Stud finders as you know are little devices used to located the beam of wood running through a drywall, so you can find something strong to screw things to.

They are normally handheld devices, which are used to sense where the material behind the device is more dense.

how do stud finders work

The wooden beam is of course denser than the weak plasterboard, and this is what stud finders pick up. they often emit a beeping noise, or an LED will flash when they sense a stud is behind the device. This alerts you to the location of the beam so you can make a note with a pencil or a knife and start using the stud.

To the right you can see a picture of a plaster board wall, with the wooden studs exposed. These are what the stud finders are detecting, as you can see in this picture, the white marks going along the studs on the right hand side are screws.

They have been placed there because that’s the strongest part of the wall, the wooden beams running either top to bottom, or sideways as shown here.
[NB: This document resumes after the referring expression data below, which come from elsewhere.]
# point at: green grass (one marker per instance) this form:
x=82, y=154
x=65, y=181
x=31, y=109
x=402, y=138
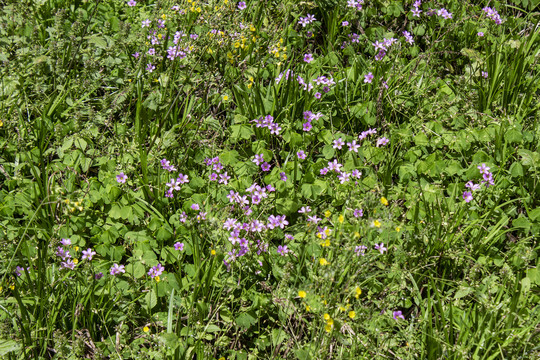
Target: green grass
x=77, y=109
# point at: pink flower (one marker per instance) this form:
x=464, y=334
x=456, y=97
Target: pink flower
x=368, y=78
x=121, y=178
x=88, y=254
x=398, y=314
x=117, y=269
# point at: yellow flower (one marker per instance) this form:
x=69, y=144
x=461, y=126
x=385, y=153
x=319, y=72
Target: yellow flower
x=323, y=261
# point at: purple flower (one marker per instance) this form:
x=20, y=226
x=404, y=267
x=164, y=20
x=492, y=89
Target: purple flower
x=282, y=250
x=353, y=146
x=338, y=144
x=304, y=210
x=368, y=78
x=69, y=264
x=19, y=270
x=382, y=141
x=156, y=271
x=121, y=178
x=408, y=37
x=314, y=219
x=360, y=250
x=358, y=213
x=398, y=314
x=308, y=58
x=265, y=166
x=64, y=254
x=259, y=159
x=117, y=269
x=381, y=248
x=483, y=169
x=88, y=254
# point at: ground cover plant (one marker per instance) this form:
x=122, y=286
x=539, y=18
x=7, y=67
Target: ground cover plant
x=269, y=179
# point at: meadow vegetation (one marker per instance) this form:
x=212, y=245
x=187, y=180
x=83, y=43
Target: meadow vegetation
x=323, y=179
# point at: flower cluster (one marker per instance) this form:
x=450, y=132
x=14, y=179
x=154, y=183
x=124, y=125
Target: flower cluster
x=487, y=180
x=493, y=15
x=268, y=122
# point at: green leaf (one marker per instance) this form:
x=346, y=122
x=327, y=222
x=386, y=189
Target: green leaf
x=7, y=346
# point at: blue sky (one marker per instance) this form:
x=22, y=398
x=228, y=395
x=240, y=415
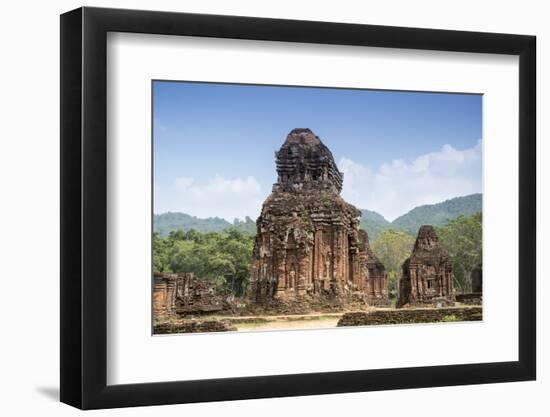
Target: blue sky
x=214, y=145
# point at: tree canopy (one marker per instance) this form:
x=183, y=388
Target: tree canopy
x=462, y=237
x=222, y=258
x=392, y=248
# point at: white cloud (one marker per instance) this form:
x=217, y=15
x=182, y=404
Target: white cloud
x=218, y=196
x=398, y=186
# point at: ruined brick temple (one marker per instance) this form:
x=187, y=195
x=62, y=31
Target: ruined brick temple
x=308, y=240
x=183, y=294
x=428, y=274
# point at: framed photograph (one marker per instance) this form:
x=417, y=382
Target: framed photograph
x=259, y=208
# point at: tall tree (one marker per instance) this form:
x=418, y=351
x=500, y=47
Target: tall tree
x=392, y=248
x=462, y=237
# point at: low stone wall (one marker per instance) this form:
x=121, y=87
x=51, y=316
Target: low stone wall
x=411, y=315
x=193, y=326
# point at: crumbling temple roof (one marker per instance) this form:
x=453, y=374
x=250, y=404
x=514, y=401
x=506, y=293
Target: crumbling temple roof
x=304, y=162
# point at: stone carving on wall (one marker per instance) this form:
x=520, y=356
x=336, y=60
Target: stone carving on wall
x=308, y=240
x=428, y=273
x=183, y=294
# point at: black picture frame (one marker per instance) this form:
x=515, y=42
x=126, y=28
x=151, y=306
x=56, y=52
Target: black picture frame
x=84, y=207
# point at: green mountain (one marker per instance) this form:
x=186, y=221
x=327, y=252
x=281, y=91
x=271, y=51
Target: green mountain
x=164, y=223
x=374, y=223
x=438, y=214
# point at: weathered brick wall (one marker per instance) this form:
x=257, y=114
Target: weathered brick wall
x=193, y=326
x=406, y=316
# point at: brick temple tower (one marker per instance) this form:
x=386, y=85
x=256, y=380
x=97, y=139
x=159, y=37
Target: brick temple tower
x=308, y=240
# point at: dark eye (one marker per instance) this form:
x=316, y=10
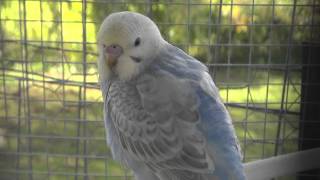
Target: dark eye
x=137, y=42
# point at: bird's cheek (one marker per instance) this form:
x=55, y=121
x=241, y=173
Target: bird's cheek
x=111, y=60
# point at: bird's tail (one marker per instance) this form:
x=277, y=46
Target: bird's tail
x=283, y=165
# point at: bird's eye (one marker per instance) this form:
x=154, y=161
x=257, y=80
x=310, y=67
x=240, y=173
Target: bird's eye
x=137, y=42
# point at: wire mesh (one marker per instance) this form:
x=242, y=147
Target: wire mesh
x=51, y=108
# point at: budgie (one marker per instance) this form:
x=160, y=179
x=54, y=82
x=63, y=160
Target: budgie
x=163, y=114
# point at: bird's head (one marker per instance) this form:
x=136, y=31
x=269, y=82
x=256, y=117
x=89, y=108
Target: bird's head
x=127, y=43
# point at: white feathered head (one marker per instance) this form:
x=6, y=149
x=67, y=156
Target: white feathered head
x=127, y=43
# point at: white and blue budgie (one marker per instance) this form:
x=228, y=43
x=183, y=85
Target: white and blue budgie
x=163, y=114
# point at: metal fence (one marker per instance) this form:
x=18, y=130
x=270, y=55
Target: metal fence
x=260, y=54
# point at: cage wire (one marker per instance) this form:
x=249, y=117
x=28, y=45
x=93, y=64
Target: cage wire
x=261, y=55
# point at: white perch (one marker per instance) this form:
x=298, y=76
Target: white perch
x=283, y=165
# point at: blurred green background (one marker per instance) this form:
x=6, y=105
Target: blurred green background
x=51, y=124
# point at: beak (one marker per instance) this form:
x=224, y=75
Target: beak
x=111, y=61
x=113, y=51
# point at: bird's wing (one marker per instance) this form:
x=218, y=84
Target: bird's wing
x=171, y=116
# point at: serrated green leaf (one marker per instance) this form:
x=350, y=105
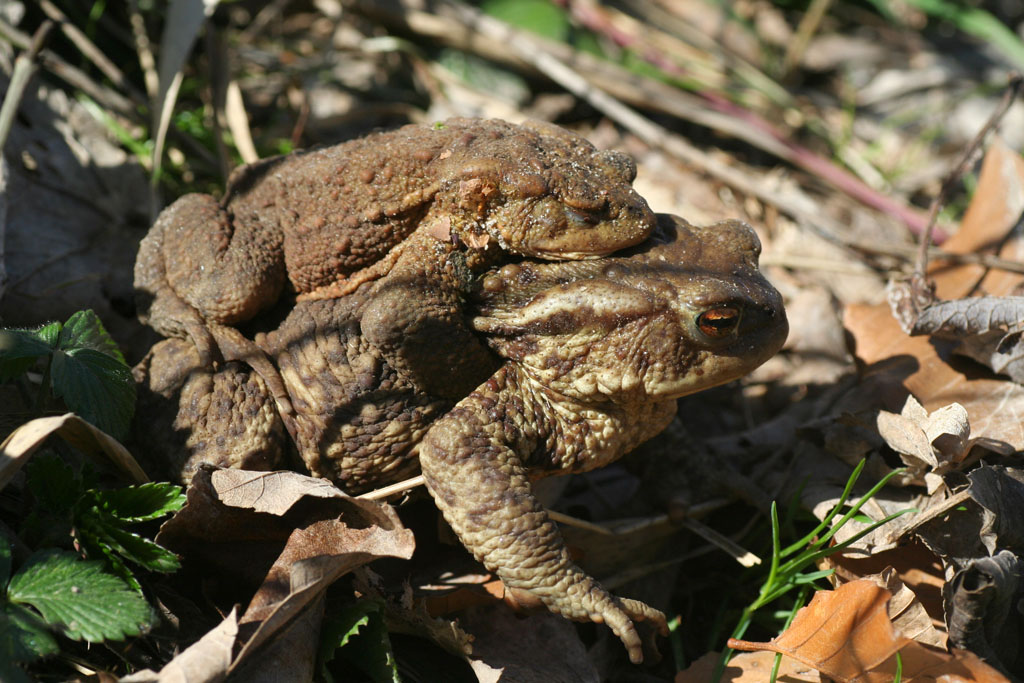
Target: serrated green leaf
x=4, y=561
x=541, y=16
x=108, y=535
x=364, y=622
x=24, y=637
x=142, y=503
x=93, y=549
x=78, y=597
x=53, y=483
x=18, y=351
x=85, y=330
x=96, y=386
Using ‘Changes In Density’ To Find The Stud..

How do stud finders work? Well, it’s actually fairly simple. Materials like wood are very poor electrical conductors, they are in fact ‘insulators’ meaning they don’t conduct electricity at all. What they are good at, is supporting what’s called an ‘Electrostatic field’.

This is a type of electrical/static energy which the stud finder detects with a ‘Capacitor plate’. This detects changes in an electrostatic field, in this instance, the difference in density between plasterboard and a thicker and more dense wood (The stud).

This and a clever circuit board in the scanner allow it to detect with some accuracy where the edge of the stud is, it’s where to density suddenly changes.


More Advanced Stud Finders..’Multi Scanners’

Some electronic stud finders can even detect the type of material based on how dense it is, and using a combination of different scanning techniques some of the more expensive stud finders can detect hidden metal pipes, electrical wires and screws/nails etc. Some can even scan up to 3-4 inches deep.

These more advanced types of stud finder are called ‘multi scanners’ or multi purpose stud finders. They can be used for more than just finding studs on drywalls, for example finding the beams in the ceiling, floor, locating metal behind walls or other surfaces, even locating metal/screws behind tiles.

They use a combination of small scale radar, metal detecting hardware, density sensors and magnets.

A combination of these scanning methods allow the more advanced models to give an accurate image of what’s behind and embedded within a wall.